The attorneys who won the case say it should signal caution for any hospital or health system that might align with a concierge service because the verdict casts doubt on the entire concierge concept. MDVIP was founded in 2000 to offer members such perks as same-day appointments and more personalized care in exchange for a $1,500 annual membership fee.
The jury found MDVIP liable for the negligence of one of its physicians, who was sued for misdiagnosing the cause of a patient’s leg pain, which led to its amputation. The jury also found the firm had falsely advertised its exceptional doctors and patient care.
In 2008, Boca Raton resident Joan Beber, then a recent MDVIP member, sought medical attention for leg pain and was treated by MDVIP primary care physician Charles Metzger Jr., MD. Despite the progressive worsening of her condition, Beber was repeatedly misdiagnosed by Metzger and other MDVIP-affiliated staff members, according to her lawsuit. Orthopedists, to which Beber was referred by Metzger and with whom Metzger was supposed to be coordinating Beber’s care, were never given medical records or informed of her worsening symptoms, she claimed. That information should have led to the discovery of a serious circulation problem in Beber’s leg that eventually required the above-the-knee amputation. She spent the next four years dealing with serious phantom pain and struggling to learn to walk on a prosthetic leg before she died of leukemia in 2012.

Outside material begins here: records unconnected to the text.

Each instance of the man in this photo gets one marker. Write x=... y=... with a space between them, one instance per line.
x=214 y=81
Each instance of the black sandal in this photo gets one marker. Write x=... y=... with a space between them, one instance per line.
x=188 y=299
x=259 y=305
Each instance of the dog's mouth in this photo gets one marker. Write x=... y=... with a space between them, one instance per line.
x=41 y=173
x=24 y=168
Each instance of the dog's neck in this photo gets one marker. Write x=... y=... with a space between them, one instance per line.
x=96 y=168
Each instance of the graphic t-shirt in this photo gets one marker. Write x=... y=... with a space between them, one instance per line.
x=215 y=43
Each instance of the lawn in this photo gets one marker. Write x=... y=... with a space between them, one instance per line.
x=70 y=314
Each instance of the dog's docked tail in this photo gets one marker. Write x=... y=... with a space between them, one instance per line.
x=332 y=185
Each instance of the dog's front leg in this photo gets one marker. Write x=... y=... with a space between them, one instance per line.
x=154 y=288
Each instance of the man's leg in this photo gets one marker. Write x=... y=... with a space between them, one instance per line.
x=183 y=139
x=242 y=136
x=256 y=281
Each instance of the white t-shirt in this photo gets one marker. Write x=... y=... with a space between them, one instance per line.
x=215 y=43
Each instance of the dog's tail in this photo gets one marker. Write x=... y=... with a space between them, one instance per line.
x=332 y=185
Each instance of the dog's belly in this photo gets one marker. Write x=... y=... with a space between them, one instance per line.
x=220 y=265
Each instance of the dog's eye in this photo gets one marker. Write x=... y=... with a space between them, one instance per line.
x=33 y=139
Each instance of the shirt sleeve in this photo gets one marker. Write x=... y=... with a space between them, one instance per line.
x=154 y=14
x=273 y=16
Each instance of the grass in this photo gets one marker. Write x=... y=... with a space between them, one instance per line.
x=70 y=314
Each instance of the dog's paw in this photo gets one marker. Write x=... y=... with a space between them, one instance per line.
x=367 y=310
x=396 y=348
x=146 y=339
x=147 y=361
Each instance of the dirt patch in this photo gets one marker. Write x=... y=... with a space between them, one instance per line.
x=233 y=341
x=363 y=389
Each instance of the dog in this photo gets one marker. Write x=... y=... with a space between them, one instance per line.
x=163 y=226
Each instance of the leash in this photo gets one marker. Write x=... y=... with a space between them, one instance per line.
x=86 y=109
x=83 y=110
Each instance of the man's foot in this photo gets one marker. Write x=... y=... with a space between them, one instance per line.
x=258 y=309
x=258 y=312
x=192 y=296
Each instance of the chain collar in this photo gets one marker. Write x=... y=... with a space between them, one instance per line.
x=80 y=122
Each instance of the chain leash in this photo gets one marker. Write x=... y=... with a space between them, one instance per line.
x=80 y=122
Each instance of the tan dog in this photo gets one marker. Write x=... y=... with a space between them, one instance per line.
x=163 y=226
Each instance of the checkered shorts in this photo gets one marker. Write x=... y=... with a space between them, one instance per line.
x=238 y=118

Significantly, the scope of the case extends beyond medical malpractice, explains one of Beber’s attorney, Karen Terry, JD, of Searcy Denney Scarola Barnhart & Shipley in West Palm Beach, FL.

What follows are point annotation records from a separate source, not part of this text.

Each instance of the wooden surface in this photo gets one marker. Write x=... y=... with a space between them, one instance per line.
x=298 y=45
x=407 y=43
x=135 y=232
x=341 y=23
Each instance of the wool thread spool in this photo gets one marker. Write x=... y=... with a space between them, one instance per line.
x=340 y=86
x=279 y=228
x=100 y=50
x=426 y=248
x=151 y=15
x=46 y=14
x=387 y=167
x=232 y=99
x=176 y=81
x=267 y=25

During the three-week trial, the plaintiff’s lawyers argued that MDVIP misled Beber and her husband, Robert Beber, into paying $1,500 each annually for what they were told, verbally and in writing, would be exceptional care provided by a network of exceptional doctors. They charged MDVIP with making false claims as to the qualifications of their doctors, the availability of specialist physicians, and access to top-quality hospitals.

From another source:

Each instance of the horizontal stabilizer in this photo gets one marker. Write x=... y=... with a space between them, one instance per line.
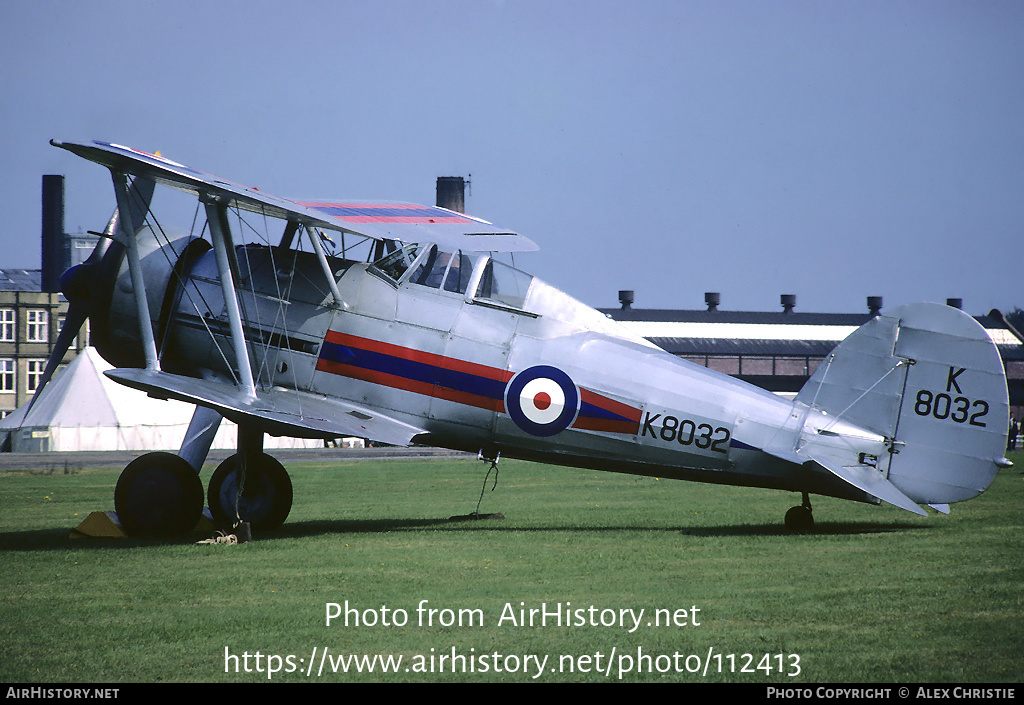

The jury deliberated for just more than six hours. Metzger and his colleagues settled out of court prior to trial, but those settlements do not diminish the damages for which MDVIP was found to be liable by the jury’s verdict. The verdict also carries with it a liability for seven years of attorneys’ fees and costs, estimated to add as much as a million dollars or more to the final judgment against MDVIP, notes another of Beber’s attorneys, John Scarola, JD, of the same firm.
“MDVIP’s scheme worked just like most other con games,” Scarola says. “MDVIP essentially took money for a service that did not exist and which they never intended to provide. Had Ms. Beber not been duped, she never would have suffered the tragic and traumatic injury that ensued. The jury’s unprecedented verdict is a clear indication of their agreement that what MDVIP really stands for is Marketing Deception and Valueless Illusory Promises.”
MDVIP’s very business model is at issue, Terry adds. Concierge practices promise that a retainer payment will ensure superior service, and they may not be able to fulfill that promise, she says.
“As this landmark case sadly demonstrates, we need to take a much longer and more critical look at how this entire industry actually operates,” Terry says. “This verdict will have serious future ramifications for MDVIP, which has now been held to be vicariously liable for its physicians.”